[Editor’s note: This is a guest post from Tim Dubes, Vice President of Marketing with Ocrolus, a cloud platform for analyzing financial documents based in New York.]
Mirroring the growth in online lending volume over the past half-decade, there has been an acceleration in fraudulent account takeover. According to a pymnts.com report, account takeovers jumped 300% year over year in 2017, and have continued to rise ever since. The trend was particularly pronounced in the lending space; lenders lost $4 billion from account takeover last year, according to Javelin Strategy and Research.
To combat this type of fraud, online lenders need to learn what account takeover entails from a tactical perspective and the tools that are available to combat nefarious activity.
Online Lending Fraud: Account Takeover
Account takeover is a form of financial identity fraud where a fraudster uses some combination of a victim’s PII and ultimately access to an associated financial account to secure a loan and then steal the funds. Fraudsters apply for a loan in the victim’s name, transfer the funds into the victim’s account, withdraw the money and then disappear.
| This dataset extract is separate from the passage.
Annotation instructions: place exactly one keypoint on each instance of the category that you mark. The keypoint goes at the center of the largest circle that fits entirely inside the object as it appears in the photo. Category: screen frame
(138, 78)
Account takeover can be riskier than other forms of identity fraud, but it comes with several built-in advantages for fraudsters looking for a fast return for their efforts. Unlike synthetic identity fraud, for example, the account takeover perpetrator does not need to build a new identity and associated accounts, or even establish a long-tail financial history to commit the fraud. The fraudster is essentially taking over a person’s identity, pre-existing accounts, and credit history to illicitly funnel money into a safe haven, using the victim’s account as a pass-through vehicle.
Account takeover is facilitated like many other types of identity fraud: a bad actor obtains sensitive information, such as bank account numbers, usernames or passwords, and other key credentials from personal contacts, malware, phishing, or other violations of a victim’s privacy. The fraudster takes out a loan in the victim’s name, and routes the funds into the victim’s legitimate account.